Art.10. De delegatie aan het afdelingshoofd, verleend bij de artikelen 7, 8 en 9, geldt onverminderd de bevoegdheden en opdrachten van de andere actoren in de ontvangsten- en uitgavencyclus en het systeem van interne controle.
HOOFDSTUK III. - Delegatie inzake personeelsmanagement
Art.11. Inzake personeelsmanagement hebben de afdelingshoofden delegatie om ten aanzien van de personeelsleden van hun afdeling de beslissingen te nemen in verband met :
1° met uitzondering van de personeelsleden van niveau A, het bepalen van de inhoud van het programma en de evaluatiecriteria van de proeftijd, rekening houdend met de afspraken ter zake in het managementcomité Onderwijs en Vorming;
2° het toestaan van jaarlijks verlof, omstandigheidsverlof, vormingsverlof en dienstvrijstelling.
HOOFDSTUK IV. - Delegatie inzake overheidsopdrachten
Art.12. § 1. De afdelingshoofden hebben delegatie om overheidsopdrachten te gunnen tot een bedrag dat de bedragen van de onderstaande tabel niet overschrijdt :
| Openbare aanbesteding of algemene offerteaanvraag | Beperkte aanbesteding of beperkte offerteaanvraag | Onderhandelingsprocedure |
Werken Leveringen Diensten | 250.000 EUR 250.000 EUR 250.000 EUR | 125.000 EUR 125.000 EUR 125.000 EUR | 31.250 EUR 31.250 EUR 31.250 EUR |
§ 2. De afdelingshoofden hebben delegatie om de beslissingen te nemen inzake de uitvoering van overheidsopdrachten. Voor beslissingen met een financiële weerslag geldt de delegatie enkel binnen het voorwerp van de opdracht en tot een gezamenlijke maximale financiële weerslag van 15 % boven het initiële gunningsbedrag.
Art.13. De in deze afdeling vermelde bedragen zijn exclusief de belasting op de toegevoegde waarde.

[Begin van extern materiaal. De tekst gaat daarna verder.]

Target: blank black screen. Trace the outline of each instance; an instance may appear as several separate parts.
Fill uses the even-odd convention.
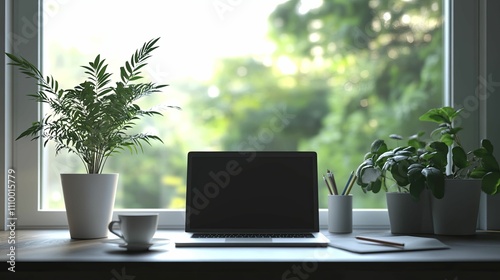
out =
[[[317,231],[315,152],[190,152],[189,232]]]

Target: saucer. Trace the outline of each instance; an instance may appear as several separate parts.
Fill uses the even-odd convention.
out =
[[[108,243],[117,244],[118,247],[127,249],[127,251],[147,251],[152,246],[168,244],[169,239],[153,238],[151,243],[124,243],[121,239],[109,240]]]
[[[123,243],[118,246],[127,249],[127,251],[147,251],[153,245],[153,243]]]

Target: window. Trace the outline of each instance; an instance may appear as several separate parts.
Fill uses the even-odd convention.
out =
[[[108,161],[107,170],[121,173],[118,208],[183,208],[189,150],[315,150],[320,170],[333,169],[345,182],[369,149],[366,139],[416,133],[417,116],[442,104],[439,0],[302,2],[121,1],[119,12],[113,1],[47,2],[44,72],[63,88],[79,82],[76,65],[95,54],[116,71],[134,47],[162,37],[145,74],[170,87],[148,105],[175,103],[183,111],[144,124],[165,145]],[[88,14],[109,23],[99,28]],[[136,24],[124,29],[123,18]],[[276,116],[286,118],[279,131],[270,128]],[[42,156],[48,209],[63,207],[59,174],[80,166],[74,156],[53,155],[48,149]],[[355,194],[357,208],[385,207],[383,196]]]
[[[184,157],[187,150],[237,149],[252,145],[255,149],[316,150],[320,156],[320,172],[326,168],[334,169],[339,178],[345,179],[369,148],[366,139],[387,139],[387,135],[395,132],[409,136],[417,131],[419,125],[410,122],[427,108],[440,106],[443,102],[445,71],[441,65],[448,56],[444,55],[443,38],[446,33],[442,15],[447,5],[441,1],[396,1],[392,4],[386,3],[388,1],[367,1],[368,6],[366,3],[359,4],[362,7],[354,7],[358,5],[355,3],[333,7],[331,1],[302,1],[299,4],[298,1],[268,1],[265,7],[253,2],[207,1],[206,4],[198,4],[204,5],[203,9],[196,9],[201,14],[196,14],[189,5],[185,13],[169,14],[173,9],[165,6],[152,8],[153,5],[167,3],[141,2],[140,7],[133,7],[137,15],[144,13],[145,9],[163,13],[143,19],[136,17],[137,26],[148,27],[139,30],[124,30],[120,24],[102,23],[106,24],[106,28],[102,28],[106,32],[101,37],[97,31],[90,32],[92,27],[86,25],[81,25],[83,31],[77,29],[80,25],[71,25],[74,29],[60,30],[64,36],[58,35],[57,30],[61,26],[68,26],[58,20],[84,22],[85,19],[78,20],[76,15],[65,15],[65,12],[75,9],[78,14],[87,14],[82,13],[84,7],[78,5],[114,11],[112,7],[103,6],[113,2],[90,5],[88,1],[45,1],[44,9],[40,11],[36,2],[12,3],[13,15],[21,15],[13,17],[18,19],[14,21],[13,34],[23,36],[12,37],[18,40],[11,42],[11,46],[31,61],[38,59],[37,52],[33,50],[43,46],[44,70],[60,82],[67,81],[67,86],[74,85],[72,79],[75,74],[66,69],[78,70],[75,65],[85,64],[97,53],[110,59],[110,69],[116,72],[142,42],[162,37],[160,48],[153,54],[153,58],[158,57],[158,60],[151,60],[147,73],[151,79],[161,79],[161,82],[171,86],[165,90],[165,99],[154,100],[153,103],[174,103],[184,109],[181,112],[165,111],[165,117],[156,119],[156,124],[152,126],[164,133],[166,147],[146,149],[149,155],[121,155],[120,160],[110,162],[107,169],[116,168],[118,172],[127,174],[129,172],[122,171],[126,167],[118,165],[129,162],[132,169],[144,167],[143,170],[135,169],[145,174],[151,170],[147,161],[151,162],[149,158],[160,151],[160,159],[155,158],[155,166],[160,166],[160,169],[156,175],[146,176],[153,177],[153,181],[144,181],[140,174],[129,179],[121,176],[120,188],[123,192],[118,194],[117,203],[119,208],[136,210],[170,208],[172,210],[163,214],[161,223],[164,226],[181,226],[183,223],[182,211],[175,209],[183,207]],[[281,5],[273,7],[271,4]],[[120,2],[120,6],[120,15],[123,16],[127,13],[123,12],[127,2]],[[251,16],[247,14],[254,12],[256,14]],[[469,11],[472,12],[474,10]],[[37,26],[40,14],[44,16],[44,28],[39,37],[33,26]],[[93,19],[99,18],[97,11],[92,14]],[[176,14],[185,16],[176,17]],[[200,33],[200,28],[210,26],[201,22],[207,14],[215,19],[214,25]],[[108,12],[105,16],[112,17],[113,14]],[[196,21],[188,16],[194,16]],[[271,17],[269,26],[266,25],[268,16]],[[477,17],[476,14],[466,16]],[[170,19],[177,21],[168,24]],[[239,25],[245,22],[252,24],[250,27]],[[154,29],[156,26],[164,33],[158,35]],[[245,36],[238,37],[241,33]],[[89,37],[85,37],[86,34]],[[118,37],[111,38],[109,34]],[[270,39],[266,41],[267,35]],[[71,45],[74,38],[86,39],[83,42],[74,41]],[[224,41],[227,38],[233,40]],[[261,43],[254,45],[257,39]],[[120,48],[108,45],[116,46],[117,42]],[[222,45],[217,45],[218,42]],[[225,49],[231,43],[235,43],[235,48]],[[92,49],[95,46],[99,48]],[[190,55],[180,55],[183,49]],[[68,60],[68,57],[71,59]],[[206,66],[200,61],[206,62]],[[64,71],[58,75],[61,72],[58,69]],[[217,71],[210,73],[211,69]],[[38,112],[35,107],[29,107],[33,106],[32,102],[21,96],[22,92],[33,90],[33,85],[27,85],[21,80],[23,77],[17,75],[14,79],[13,120],[16,121],[13,135],[18,135],[37,117]],[[276,114],[276,110],[293,116],[293,121],[280,133],[271,135],[266,130],[265,120]],[[394,119],[401,122],[393,122]],[[261,142],[250,145],[249,137],[261,139]],[[58,170],[73,161],[64,156],[48,159],[46,155],[53,153],[46,154],[39,143],[21,140],[12,145],[15,149],[13,166],[20,172],[18,184],[30,188],[23,188],[20,194],[27,198],[23,203],[30,205],[21,211],[20,215],[24,216],[21,223],[40,224],[39,218],[43,217],[44,225],[63,225],[64,213],[58,210],[61,198],[57,190],[47,186],[56,186],[51,182],[57,180]],[[343,148],[347,145],[352,148]],[[59,168],[54,169],[58,164]],[[56,175],[47,177],[50,172],[38,173],[39,165],[43,172],[48,168],[55,170],[51,172]],[[136,179],[138,181],[134,181]],[[39,182],[42,182],[40,198],[33,195]],[[322,191],[324,196],[325,189],[322,188]],[[137,199],[139,196],[148,197],[148,194],[165,199]],[[382,194],[358,192],[355,195],[360,198],[355,205],[357,208],[369,208],[355,213],[355,224],[374,225],[372,218],[377,215],[381,218],[375,223],[385,223],[383,210],[371,210],[384,208]],[[324,197],[322,206],[325,206]]]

HOOFDSTUK V. - Delegatie inzake briefwisseling
Art.14. § 1. De afdelingshoofden hebben delegatie voor de ondertekening van de briefwisseling van hun afdeling met de minister, met andere diensten van de Vlaamse overheid, en met derden.
§ 2. Onverminderd het bepaalde in § 1, worden volgende categorieën van briefwisseling, alvorens aan de bestemmeling te worden verzonden, aan het visum van het hoofd van het agentschap voorgelegd :
- briefwisseling van beleidsmatige aard, tenzij deze een louter informatief karakter heeft;
- andere briefwisseling die het niveau van individuele dossiers overstijgt, tenzij deze een louter informatief karakter heeft;
- antwoorden op vragen om uitleg, interpellaties en schriftelijke vragen van Vlaamse volksvertegenwoordigers;
- antwoorden op brieven van het Rekenhof.
§ 3. Het hoofd van het agentschap kan, bij eenvoudige beslissing, instructies uitvaardigen die ertoe strekken :
- bijkomende categorieën van briefwisseling aan zijn voorafgaand visum te onderwerpen;
- briefwisseling betreffende bepaalde individuele dossiers aan zijn voorafgaand visum te onderwerpen;
- de bedoelde categorieën van briefwisseling nader te omschrijven.
Art.15. Alle personeelsleden zijn gemachtigd om de gewone en aangetekende zendingen, bestemd voor het agentschap, in ontvangst te nemen, met uitzondering van de dagvaardingen aan de Vlaamse Gemeenschap.
Art.16. De afdelingshoofden en de ambtenaren met ten minste rang B1 en C1 van het agentschap zijn gemachtigd om uittreksels en afschriften die betrekking hebben op hun afdeling eensluidend te verklaren en af te leveren.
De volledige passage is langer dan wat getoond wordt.